The goal of the campaign is to change the behavior of both Israeli drivers and pedestrians, according to L’Oreal executives, who are based in Paris.

Last year, more than 500 Israelis died in road accidents, one-third of them pedestrians.

Since the founding of the state, almost 20,000 Israelis have been killed on the roads — about the same number that have died in wars and terrorist attacks.

In an attempt to end the unprecedented carnage on the country’s roads, the campaign’s organizers have enlisted the aid of dozens of children, who will appear in advertisements greared toward both adults and children.

The ads will focus on behavior patterns of children and youth as pedestrians and future drivers. Children in the ads will call their parents’attention to the importance of safe driving.

At a news conference this week announcing the L’Oreal donation, Knesset member Avraham Burg of Labor, chairman of the Knesset Education Committee, said research show that changing the driving habits of many Israelis requires real behavior modification.

“The support we are getting from L’Oreal and a host of Israeli public figures is going to allow us to get the safe-driving message out in a new and powerful way,” he said.

L’Oreal’s donation comes against the backdrop of the company’s rocky relationship with Israel.
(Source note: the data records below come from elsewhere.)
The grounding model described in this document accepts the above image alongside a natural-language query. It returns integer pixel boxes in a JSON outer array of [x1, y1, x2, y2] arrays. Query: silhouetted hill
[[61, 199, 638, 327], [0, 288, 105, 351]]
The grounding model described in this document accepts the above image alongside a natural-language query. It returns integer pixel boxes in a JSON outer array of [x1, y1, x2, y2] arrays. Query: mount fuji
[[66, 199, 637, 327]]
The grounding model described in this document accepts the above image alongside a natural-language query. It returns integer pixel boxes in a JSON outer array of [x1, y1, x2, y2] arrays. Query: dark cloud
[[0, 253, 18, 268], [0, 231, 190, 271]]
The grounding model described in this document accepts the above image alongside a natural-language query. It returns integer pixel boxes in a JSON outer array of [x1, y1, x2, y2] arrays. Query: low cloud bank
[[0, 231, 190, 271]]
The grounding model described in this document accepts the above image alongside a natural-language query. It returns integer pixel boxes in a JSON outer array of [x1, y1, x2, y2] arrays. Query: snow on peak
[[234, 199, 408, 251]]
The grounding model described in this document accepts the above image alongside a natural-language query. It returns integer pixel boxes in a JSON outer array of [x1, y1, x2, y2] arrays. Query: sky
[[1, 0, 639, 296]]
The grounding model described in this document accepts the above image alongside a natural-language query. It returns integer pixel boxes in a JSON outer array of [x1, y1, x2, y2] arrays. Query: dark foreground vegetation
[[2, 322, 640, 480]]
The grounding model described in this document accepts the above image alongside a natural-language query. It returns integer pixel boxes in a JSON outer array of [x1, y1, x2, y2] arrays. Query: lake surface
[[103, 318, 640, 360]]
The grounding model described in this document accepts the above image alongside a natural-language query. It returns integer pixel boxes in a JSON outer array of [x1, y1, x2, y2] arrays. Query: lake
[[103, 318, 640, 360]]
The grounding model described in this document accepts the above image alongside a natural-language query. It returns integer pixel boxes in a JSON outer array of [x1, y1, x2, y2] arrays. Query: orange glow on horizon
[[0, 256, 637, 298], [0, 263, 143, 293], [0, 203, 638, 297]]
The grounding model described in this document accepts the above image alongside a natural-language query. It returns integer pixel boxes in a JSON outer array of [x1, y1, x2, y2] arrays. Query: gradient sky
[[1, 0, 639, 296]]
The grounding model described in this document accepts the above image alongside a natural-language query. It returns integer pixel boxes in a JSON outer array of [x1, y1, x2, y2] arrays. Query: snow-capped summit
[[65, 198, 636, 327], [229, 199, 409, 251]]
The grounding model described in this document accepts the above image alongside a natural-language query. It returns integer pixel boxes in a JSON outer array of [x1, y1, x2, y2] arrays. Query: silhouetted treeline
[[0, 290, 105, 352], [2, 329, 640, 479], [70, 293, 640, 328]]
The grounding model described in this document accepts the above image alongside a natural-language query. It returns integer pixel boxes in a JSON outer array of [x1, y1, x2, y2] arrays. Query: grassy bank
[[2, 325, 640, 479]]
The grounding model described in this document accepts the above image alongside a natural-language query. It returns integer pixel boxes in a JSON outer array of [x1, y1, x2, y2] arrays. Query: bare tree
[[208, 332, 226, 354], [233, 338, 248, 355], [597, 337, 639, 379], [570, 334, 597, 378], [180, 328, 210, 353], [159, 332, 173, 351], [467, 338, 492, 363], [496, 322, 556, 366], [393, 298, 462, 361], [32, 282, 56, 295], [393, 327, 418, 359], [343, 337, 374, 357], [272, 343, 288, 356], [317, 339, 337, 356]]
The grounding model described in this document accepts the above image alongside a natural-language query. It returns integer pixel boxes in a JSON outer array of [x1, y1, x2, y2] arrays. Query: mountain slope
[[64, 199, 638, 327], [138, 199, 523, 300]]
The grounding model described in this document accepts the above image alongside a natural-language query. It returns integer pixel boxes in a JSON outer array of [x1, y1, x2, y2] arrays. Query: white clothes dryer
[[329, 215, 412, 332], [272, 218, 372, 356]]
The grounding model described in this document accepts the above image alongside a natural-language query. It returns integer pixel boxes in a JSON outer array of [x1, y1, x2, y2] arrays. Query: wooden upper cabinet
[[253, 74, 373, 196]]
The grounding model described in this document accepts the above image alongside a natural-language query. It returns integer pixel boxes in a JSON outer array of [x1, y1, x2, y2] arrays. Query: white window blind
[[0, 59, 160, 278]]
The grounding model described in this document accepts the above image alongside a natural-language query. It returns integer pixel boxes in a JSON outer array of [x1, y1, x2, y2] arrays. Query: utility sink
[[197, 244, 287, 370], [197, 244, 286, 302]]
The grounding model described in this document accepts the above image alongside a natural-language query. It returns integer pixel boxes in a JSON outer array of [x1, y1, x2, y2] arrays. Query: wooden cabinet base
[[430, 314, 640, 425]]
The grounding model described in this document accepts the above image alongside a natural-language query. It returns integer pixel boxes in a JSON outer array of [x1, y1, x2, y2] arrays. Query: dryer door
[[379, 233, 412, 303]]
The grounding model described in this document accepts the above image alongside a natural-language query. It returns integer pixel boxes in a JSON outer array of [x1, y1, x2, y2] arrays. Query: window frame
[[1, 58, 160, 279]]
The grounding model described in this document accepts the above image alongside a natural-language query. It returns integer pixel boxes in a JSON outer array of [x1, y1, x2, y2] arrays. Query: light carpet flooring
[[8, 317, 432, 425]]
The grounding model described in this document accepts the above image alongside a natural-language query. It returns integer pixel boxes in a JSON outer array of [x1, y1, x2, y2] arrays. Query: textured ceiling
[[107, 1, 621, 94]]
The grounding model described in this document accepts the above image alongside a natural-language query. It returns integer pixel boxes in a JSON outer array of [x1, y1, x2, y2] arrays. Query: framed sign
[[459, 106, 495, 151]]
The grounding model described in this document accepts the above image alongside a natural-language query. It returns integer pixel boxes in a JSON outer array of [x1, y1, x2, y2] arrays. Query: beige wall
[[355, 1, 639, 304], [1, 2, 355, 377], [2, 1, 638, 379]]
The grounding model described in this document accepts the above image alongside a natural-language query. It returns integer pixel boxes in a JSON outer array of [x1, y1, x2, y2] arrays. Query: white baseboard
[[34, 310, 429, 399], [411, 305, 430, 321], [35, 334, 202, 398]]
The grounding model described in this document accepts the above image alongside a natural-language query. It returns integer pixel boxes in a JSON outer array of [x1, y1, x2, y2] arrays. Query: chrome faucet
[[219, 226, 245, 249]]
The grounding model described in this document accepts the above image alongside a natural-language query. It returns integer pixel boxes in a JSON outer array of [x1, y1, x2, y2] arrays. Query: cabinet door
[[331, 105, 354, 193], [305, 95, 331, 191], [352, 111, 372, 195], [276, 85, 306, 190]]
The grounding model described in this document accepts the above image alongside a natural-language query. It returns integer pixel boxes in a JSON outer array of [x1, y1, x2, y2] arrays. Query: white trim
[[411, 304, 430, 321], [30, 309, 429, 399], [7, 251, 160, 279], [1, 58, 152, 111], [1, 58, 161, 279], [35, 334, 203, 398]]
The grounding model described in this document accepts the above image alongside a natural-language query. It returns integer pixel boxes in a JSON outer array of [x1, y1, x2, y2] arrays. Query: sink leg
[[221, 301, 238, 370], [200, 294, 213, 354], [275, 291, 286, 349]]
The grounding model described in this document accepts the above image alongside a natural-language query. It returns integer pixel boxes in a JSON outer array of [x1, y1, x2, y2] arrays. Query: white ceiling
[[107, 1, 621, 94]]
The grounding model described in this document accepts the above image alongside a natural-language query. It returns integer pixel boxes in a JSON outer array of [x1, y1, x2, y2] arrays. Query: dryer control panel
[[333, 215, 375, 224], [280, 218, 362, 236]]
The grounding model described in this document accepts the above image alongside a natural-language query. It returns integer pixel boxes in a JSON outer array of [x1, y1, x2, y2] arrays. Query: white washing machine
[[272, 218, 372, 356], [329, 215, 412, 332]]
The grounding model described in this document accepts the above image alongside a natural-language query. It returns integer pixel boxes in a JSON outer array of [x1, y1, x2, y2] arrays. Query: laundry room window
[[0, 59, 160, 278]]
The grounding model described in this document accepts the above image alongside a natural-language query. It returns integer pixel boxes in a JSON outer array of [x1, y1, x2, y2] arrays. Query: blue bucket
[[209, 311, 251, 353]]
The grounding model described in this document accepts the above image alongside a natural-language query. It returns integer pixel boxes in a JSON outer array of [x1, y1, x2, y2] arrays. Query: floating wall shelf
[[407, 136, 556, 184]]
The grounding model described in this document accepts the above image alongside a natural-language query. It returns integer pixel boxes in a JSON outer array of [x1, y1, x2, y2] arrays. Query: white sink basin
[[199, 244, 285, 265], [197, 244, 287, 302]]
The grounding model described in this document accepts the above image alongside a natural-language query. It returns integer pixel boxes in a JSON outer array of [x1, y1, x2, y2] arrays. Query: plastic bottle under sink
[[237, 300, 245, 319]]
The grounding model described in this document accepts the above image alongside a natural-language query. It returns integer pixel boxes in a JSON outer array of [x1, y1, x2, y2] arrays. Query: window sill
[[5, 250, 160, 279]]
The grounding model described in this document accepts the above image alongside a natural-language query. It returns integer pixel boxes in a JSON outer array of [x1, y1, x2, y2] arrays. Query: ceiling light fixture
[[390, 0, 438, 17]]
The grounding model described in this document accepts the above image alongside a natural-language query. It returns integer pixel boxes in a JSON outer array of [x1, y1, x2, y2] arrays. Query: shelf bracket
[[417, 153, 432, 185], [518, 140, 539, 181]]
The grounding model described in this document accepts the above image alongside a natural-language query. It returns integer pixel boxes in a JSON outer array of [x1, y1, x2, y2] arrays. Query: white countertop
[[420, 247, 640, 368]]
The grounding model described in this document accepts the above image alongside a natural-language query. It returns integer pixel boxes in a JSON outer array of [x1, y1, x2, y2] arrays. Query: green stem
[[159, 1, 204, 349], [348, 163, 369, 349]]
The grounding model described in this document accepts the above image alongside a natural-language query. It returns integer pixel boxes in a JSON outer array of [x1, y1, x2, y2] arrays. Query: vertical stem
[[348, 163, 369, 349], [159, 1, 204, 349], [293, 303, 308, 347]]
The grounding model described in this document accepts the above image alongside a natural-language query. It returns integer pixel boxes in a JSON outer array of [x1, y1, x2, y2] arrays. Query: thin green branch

Twice in the last three years the French cosmetics giant has been charged with complying with the Arab economic boycott of Israel.

Civil suits against the company have been filed in the United States and France by two French brothers, Jean and David Frydman.

The suits allege that L’Oreal bribed Syrian authorities to get off their blacklist after the company’s chairman, Bernard Dalle entered into a business arrangement with Jean Frydman, who also holds Israeli citizenship.

There have been reports that L’Oreal had iniated discussions with Israeli officials to try to smooth relations. In May, L’Oreal announced it had acquired 30 percent of Interbeauty, Israel’s principal distributor of L’Oreal cosmetics.